第一次大戦後に南アフリカ連邦の委任統治領となり、第二次大戦後南アが併合した。1990年に独立。

 ナミビアは第一次世界大戦までドイツ領西南アフリカだったところ(ドイツのアフリカ進出)。大戦後、南に隣接する南アフリカ連邦(イギリス連邦の自治領のひとつ。現在の南アフリカ共和国)の委任統治領として管理された。第2次大戦後、1961年からは南アフリカ共和国(南ア)による信託統治領とされたが、南アの白人政府は一方的にこれを自国領土に編入してしまった。
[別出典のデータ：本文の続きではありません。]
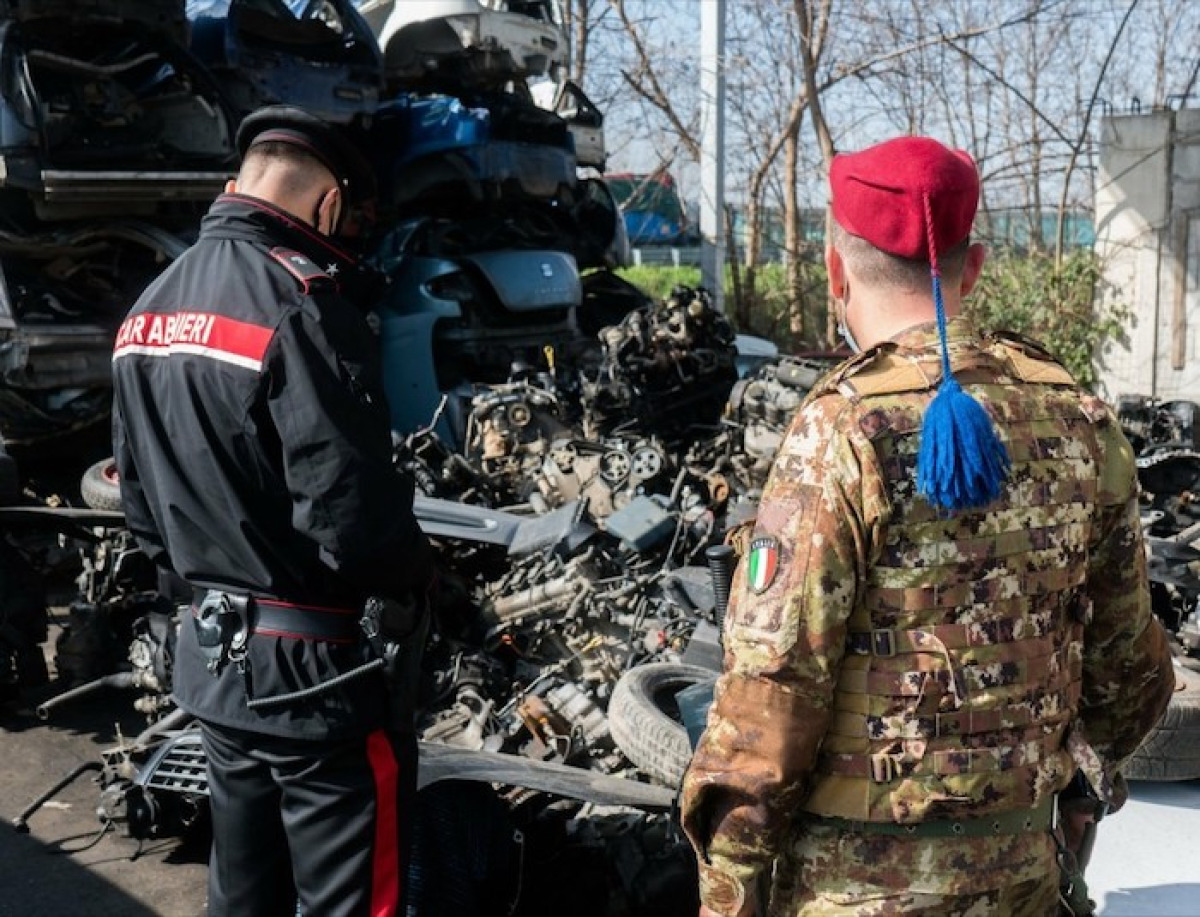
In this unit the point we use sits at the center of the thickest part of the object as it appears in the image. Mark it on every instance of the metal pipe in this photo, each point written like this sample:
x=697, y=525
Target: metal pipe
x=22, y=821
x=121, y=679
 それに対して、黒人は南西アフリカ人民機構(SWAPO)を結成し、独立を目ざして起ち上がった。1966年に国際連合は南ア共和国の統治を認めないことを決議し、68年にはSWAPO政権を認めて「ナミビア」と呼称することとしたが、南ア政府は無視し、闘争が続いた。南アによるナミビアの不法占領は、そのアパルトヘイト政策と共に国際世論の激しい批判を受けたが、80年代まで続き、南アはさらにナミビアを拠点としてその北のアンゴラの内戦にも介入、多数の犠牲者を出した。78年、国連安保理はナミビア独立の手続きを決定し、その後も国連が仲介して和平交渉に当たり、ようやく1990年3月にナミビアは独立を達成した。